What gave rise to these thoughts of faith and faithlessness was cleaning out the drawers of the dining room hutch. I doubted my mother-in-law would be peeking into them, but somehow the exercise seemed vitally important. Midway through, I came across a rock. While I’d like to say the discovery of the rock caused me to swoon in memory of some long-ago, soul-inspiring trip to a foreign land, the truth is, while it was an attractive rock, there was nothing distinctive about it, and I have no idea where it came from or why I picked it up.

“This is no longer bringing me joy, so I’ll just throw it outside,” I thought.

But I didn’t. Here’s why: Obviously, the rock meant something to me at the time I picked it up. Maybe it was from a many decades-old wintery trip down to the floor of Cloudland Canyon, a souvenir of my first real hike with my husband.

Or maybe it was from our hike with another couple through Torre Pines State Park in La Jolla, Calif., five years ago, and I scooped up the rock in celebration of friendship. Or it could have come from our hike on the Pacific Crest Trail last year, a physical reminder of hardship and accomplishment.

The rock could have been from any of a number of wilderness stops my husband and I made across the country when we were in our late twenties, bunking in the back of a pickup truck and collecting mementos of a trip I told myself I would always remember (but barely do).

 

While I have no clue as to the rock’s origins or raison d’etre, one thing I do know: Wherever the rock is from, whatever it was meant to signify, it was important, and you don’t just throw a thing like that away.

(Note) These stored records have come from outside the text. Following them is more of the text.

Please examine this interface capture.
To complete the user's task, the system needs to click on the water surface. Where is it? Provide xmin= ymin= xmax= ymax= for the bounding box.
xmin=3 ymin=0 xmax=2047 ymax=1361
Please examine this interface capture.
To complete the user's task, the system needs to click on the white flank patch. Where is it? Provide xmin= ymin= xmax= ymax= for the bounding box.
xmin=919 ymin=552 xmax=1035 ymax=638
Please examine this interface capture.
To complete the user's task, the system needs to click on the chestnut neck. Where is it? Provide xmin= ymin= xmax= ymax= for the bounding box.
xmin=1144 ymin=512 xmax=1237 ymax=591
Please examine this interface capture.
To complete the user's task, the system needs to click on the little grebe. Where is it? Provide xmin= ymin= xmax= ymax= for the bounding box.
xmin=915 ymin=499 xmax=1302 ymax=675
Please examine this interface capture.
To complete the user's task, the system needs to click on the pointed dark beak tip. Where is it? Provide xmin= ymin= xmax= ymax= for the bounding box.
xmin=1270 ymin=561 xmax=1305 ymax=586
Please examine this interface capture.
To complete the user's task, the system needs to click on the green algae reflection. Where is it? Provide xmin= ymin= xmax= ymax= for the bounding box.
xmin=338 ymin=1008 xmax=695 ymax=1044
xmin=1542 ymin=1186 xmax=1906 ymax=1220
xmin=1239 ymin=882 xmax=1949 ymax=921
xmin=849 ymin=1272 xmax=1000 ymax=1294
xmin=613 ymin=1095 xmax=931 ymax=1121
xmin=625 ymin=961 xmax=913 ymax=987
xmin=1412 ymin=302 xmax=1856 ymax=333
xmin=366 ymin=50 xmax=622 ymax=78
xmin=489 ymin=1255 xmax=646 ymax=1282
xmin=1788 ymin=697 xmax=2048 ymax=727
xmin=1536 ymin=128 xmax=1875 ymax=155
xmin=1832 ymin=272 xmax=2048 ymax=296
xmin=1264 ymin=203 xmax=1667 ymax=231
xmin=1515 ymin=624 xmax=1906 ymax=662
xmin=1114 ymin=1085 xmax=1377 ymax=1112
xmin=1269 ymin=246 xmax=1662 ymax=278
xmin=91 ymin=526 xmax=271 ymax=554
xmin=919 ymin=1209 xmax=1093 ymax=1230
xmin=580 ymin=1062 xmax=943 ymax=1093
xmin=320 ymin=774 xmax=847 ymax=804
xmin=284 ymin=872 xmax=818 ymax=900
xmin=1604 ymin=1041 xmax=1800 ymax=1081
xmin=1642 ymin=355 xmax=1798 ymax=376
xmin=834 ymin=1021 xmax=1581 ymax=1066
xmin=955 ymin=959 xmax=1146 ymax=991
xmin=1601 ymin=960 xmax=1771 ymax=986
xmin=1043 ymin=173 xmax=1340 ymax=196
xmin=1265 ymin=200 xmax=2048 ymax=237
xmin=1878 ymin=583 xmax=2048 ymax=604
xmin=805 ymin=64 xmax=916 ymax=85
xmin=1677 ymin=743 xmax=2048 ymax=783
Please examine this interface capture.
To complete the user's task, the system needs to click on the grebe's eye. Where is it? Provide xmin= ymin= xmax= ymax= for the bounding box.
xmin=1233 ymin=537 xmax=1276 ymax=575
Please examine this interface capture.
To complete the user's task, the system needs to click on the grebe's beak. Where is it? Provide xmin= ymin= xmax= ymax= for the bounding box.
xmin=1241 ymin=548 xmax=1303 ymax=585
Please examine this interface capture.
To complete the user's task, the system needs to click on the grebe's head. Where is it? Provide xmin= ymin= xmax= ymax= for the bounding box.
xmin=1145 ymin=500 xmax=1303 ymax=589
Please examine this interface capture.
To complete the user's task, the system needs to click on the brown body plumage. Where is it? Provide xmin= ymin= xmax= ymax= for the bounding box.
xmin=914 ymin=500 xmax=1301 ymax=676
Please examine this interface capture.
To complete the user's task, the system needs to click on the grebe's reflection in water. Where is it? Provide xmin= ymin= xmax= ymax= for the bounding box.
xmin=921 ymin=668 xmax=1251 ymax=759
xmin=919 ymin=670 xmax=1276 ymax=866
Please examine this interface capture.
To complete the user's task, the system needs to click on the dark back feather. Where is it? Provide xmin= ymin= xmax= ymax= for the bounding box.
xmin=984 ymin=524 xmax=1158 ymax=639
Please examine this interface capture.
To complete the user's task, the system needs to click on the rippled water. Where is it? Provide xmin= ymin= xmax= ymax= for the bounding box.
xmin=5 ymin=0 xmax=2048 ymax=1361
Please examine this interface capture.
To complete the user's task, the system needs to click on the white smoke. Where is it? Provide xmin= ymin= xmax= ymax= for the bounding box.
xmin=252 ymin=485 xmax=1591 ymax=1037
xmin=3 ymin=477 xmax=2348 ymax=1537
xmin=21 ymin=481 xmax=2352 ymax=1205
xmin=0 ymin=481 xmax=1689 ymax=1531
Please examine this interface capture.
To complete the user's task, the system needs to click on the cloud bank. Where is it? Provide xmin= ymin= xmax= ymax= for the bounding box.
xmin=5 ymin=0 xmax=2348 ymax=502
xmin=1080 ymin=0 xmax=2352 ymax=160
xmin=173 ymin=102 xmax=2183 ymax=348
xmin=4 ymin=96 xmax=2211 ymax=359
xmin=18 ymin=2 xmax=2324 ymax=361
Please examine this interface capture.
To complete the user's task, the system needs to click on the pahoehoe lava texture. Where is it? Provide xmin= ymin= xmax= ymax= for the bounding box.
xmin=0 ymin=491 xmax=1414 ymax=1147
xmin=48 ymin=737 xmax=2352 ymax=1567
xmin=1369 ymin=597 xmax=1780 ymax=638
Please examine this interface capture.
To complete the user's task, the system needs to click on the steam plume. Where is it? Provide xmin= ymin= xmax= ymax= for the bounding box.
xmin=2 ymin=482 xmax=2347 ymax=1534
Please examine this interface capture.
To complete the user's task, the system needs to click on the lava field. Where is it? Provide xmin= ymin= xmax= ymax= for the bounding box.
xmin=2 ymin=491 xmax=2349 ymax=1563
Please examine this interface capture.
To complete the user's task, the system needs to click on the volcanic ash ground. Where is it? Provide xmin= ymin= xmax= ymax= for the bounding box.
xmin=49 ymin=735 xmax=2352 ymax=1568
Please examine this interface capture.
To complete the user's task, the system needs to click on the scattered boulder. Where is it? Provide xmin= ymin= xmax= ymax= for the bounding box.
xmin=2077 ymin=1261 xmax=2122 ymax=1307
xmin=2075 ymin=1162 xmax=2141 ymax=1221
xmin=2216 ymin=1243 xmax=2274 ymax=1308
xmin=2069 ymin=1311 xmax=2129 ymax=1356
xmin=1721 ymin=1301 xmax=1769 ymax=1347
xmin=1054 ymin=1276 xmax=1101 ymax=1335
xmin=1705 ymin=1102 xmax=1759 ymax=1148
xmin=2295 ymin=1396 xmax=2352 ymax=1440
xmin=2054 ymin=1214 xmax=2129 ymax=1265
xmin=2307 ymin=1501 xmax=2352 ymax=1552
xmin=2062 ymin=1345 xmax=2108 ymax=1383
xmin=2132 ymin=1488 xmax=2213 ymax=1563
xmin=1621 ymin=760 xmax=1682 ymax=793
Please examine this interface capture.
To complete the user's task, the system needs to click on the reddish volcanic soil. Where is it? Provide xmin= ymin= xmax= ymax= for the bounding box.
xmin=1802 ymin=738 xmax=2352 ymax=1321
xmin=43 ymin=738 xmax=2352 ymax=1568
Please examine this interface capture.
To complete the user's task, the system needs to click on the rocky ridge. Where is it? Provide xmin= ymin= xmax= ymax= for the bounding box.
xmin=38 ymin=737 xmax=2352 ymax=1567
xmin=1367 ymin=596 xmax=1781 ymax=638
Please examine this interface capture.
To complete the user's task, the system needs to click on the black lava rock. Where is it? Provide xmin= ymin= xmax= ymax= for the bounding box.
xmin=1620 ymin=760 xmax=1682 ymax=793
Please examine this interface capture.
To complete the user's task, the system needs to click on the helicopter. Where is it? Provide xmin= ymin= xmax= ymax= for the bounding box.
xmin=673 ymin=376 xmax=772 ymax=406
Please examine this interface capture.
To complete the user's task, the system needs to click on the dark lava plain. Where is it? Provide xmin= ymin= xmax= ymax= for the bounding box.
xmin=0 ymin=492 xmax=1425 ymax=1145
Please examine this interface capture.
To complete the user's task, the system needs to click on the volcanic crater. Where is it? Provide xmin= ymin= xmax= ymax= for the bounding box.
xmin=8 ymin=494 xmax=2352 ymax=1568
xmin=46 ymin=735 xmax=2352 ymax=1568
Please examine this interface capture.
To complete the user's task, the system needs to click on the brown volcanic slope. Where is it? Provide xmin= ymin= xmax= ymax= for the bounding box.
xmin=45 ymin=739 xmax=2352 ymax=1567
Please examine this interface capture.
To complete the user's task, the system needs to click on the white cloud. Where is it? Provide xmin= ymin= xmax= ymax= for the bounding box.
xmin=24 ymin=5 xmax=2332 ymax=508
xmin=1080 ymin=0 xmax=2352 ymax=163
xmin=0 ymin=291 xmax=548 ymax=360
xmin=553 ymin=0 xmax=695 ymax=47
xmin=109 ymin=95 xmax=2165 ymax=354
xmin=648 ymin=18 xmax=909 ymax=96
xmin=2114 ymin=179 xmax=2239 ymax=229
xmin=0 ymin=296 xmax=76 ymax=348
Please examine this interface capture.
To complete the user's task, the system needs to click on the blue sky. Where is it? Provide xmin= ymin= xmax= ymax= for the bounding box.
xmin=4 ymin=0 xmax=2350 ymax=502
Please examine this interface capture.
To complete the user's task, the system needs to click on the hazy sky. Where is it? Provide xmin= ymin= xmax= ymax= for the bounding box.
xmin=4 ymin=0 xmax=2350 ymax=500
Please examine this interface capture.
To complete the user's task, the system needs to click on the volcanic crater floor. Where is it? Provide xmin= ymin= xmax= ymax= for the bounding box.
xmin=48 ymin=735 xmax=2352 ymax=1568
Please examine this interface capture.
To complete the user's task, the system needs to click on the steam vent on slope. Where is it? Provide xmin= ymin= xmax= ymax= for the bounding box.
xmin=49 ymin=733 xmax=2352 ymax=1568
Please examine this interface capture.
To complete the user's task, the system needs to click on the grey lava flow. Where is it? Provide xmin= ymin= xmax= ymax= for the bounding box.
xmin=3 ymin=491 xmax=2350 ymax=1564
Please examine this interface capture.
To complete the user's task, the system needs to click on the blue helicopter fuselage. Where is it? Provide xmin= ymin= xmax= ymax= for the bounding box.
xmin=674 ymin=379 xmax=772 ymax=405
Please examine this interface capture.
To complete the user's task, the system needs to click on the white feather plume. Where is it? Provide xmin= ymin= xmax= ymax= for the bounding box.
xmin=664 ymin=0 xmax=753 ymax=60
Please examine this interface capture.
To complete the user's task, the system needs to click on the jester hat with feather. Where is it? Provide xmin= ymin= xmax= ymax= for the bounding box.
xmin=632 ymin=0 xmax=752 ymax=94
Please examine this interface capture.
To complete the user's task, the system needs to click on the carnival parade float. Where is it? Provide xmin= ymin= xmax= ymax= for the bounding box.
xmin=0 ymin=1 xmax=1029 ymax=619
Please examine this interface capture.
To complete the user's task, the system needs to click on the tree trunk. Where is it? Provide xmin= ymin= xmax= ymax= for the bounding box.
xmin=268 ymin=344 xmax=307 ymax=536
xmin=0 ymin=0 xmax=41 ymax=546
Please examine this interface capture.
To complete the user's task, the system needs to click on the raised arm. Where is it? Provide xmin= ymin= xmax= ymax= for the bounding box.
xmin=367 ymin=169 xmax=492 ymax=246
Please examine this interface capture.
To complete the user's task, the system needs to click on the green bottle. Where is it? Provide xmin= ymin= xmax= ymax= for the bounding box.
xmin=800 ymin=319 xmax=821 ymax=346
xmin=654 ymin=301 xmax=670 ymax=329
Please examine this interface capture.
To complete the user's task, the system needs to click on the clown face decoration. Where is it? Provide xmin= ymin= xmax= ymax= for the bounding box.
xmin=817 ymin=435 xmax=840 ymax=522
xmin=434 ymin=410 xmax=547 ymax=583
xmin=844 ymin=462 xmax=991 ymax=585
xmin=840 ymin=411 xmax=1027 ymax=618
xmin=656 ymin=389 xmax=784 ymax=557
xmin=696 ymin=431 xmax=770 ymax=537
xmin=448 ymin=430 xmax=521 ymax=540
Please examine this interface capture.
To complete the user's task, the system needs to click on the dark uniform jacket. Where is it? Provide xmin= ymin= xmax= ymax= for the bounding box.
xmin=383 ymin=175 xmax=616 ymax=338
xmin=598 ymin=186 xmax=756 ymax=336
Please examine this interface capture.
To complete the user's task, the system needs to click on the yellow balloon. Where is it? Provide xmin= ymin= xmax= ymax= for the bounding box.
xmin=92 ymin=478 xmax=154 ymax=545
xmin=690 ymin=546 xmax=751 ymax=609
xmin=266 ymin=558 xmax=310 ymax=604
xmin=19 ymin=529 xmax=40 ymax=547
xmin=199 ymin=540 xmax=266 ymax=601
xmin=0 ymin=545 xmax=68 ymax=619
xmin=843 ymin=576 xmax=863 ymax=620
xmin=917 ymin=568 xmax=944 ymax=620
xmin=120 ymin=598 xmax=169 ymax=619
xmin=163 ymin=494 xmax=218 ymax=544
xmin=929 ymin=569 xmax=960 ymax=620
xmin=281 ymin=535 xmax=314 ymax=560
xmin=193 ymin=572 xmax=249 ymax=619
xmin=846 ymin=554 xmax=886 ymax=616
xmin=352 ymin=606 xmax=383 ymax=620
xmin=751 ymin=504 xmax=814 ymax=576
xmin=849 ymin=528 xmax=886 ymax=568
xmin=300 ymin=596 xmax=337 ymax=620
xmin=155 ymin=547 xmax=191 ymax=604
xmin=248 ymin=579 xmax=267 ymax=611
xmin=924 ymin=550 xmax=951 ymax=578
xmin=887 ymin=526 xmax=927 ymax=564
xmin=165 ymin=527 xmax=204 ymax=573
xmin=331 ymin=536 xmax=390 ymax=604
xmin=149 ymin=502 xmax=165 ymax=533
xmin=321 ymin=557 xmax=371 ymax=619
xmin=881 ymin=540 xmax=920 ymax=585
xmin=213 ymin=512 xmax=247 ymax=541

As a result, it’s sitting on my dining room table, annoying the hell out of me. What’s obvious to me now — now that the hutch drawers are cleaned out, my mother-in-law is gone, and I’ve had time to think about this — is that the rock is no longer a rock but a philosophical conundrum.

Since I don’t remember where the rock came from, why it was important to own it or what it signified, I have to wonder: Does it still have meaning? Is it possible for what is now an anonymous rock — with no more backstory than any of the millions of random rocks currently lounging around my yard — to still be imbued with the gravity of significance or to in any way enrich my life? (For the record, the rock, even when it still had backstory, was not exactly blowing my mind every few days.)

Which brings me to my other question: If I truly believed this rock were still imbued with the gravity of significance, despite my inability to remember how or why I came to possess it, what exactly should my expectations be of it?

As an artifact of an earlier self who gazed upon it and deemed it necessary to own, I’m thinking maybe it should afford me some sort of magical connection to my younger self, though I’m not sure how that would manifest. The fact is, while I’ve owned it for some time now, I do not feel magically connected to my younger self. I suppose I could be overlooking the signs of connection. Either that or it’s possible the rock is “broken.”

Then again, maybe the rock is simply a stand-in for activities gone by, an icon of sorts, a reminder that, at some point in my near or distant past, I went outside and did something that, for some reason long forgotten, I believed merited a memento. And maybe that is reason enough for a rock to take up space in a life.

So back into the drawer it will go, along with its silent story, beneath the ping-pong paddles and the playing cards, to do whatever mementos do when not in service to fragile memory. In a few years’ time I expect I will find and puzzle over it yet again, recalling all it might represent before making the same decision. I’m not sure this qualifies as joy, but I’m also not sure it doesn’t.